Gerçi Rusya Devlet Başkanı Putin, "Saldırı ABD ile olan ilişkilerimize zarar verdi" diyerek ilk cevabının ardından Rusya Federasyon Konseyi Savunma ve Güvenlik Komitesi, BMGK'yı konuya ilişkin acil toplantı yapmaya çağırmıştı. Fakat düpedüz dünyanın gazını almaya yarayan söylemlerdi bunlar. Fakat diplomatların sözleri çok sert görünüyordu. Rus haber ajansı Ria Novosti'de yer alan habere göre, Federasyon Konseyi Savunma Komitesi Başkanı Viktor Ozerov, ABD'nin Suriye'ye karşı giriştiği saldırıyı "Bu eylem BM üyelerine karşı yapılan agresif bir eylem" diye nitelendirerek, Rusya'nın BM Güvenlik Konseyi'nin toplanmasını talep edeceğini açıkladı. Öte yandan Rusya'nın BM Daimi Temsilci Yardımcısı Vladimir Safronkov, ABD'nin Suriye'ye askeri müdahalesinin "olumsuz sonuçları" olacağını söylemişti. Safronkov, BM Güvenlik Konseyi'nde İdlib kentinde düzenlen kimyasal saldırının görüşüldüğü kapalı oturumun ardından gazetecilere açıklamalarda bulundu. Safronkov, askeri müdahalenin "olumsuz sonuçlarından bu şüpheli ve trajik girişimi başlatanların sorumlu olacağı" uyarısında bulunmayı da ihmal etmedi. Olumsuz sonuçların ne olacağının sorulması üzerine Safronkov, "Irak'a Libya'ya bakın" diyordu.
Sonuçta Suriye rejimine saldırıda bulunan ABD saldırısının ayrıntıları da kısa zamanda ortaya çıktı. Yayınlanan görüntülere göre 50 milyon dolarlık bir tiyatro gösterisi oynandığı iyice belirginleşmiş durumdadır. İnşallah bu saldırının arkası gelir. Yoksa kusursuz bir komedi drama ile tekrar baş başa kaldık demektir.

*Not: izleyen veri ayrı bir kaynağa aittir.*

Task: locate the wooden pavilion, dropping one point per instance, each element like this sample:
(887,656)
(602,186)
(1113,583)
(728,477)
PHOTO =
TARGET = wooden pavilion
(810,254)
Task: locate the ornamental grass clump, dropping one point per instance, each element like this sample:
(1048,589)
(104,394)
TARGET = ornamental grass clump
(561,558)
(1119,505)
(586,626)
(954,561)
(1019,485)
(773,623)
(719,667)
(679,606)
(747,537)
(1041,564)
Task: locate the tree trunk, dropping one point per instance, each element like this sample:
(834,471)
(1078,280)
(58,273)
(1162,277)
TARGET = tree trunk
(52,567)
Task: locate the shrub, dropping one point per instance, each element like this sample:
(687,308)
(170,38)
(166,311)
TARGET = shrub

Suriye’de kimyasal katliam yapan Esed rejimine karşı uluslararası toplum güya ayağa kalkmış, peş peşe açıklamalar yapıyordu. Böylece birikmiş olan gaz kısmen alınmış oldu.
Batılı medya organlarının servis ettiği ilk haberlere göre ABD'nin gerçekten Esed rejimine karşı bir hamlesi varmış gibi bir durum söz konusudur. Lakin bölgede yer alan muhalif aktivistlerin açıklamaları, ardından Esed rejiminin ''saldırının olacağından haberimiz vardı açıklaması'' ve akabinde ulaşan görüntülerde Hava üssünde yer alan tankların, radar sistemlerinin ve silah sistemlerinin hiçbir zarar görmeden sağlam bir şekilde yerinde durması olayın iç yüzünün iyice ortaya çıkmasına yaramaktadır.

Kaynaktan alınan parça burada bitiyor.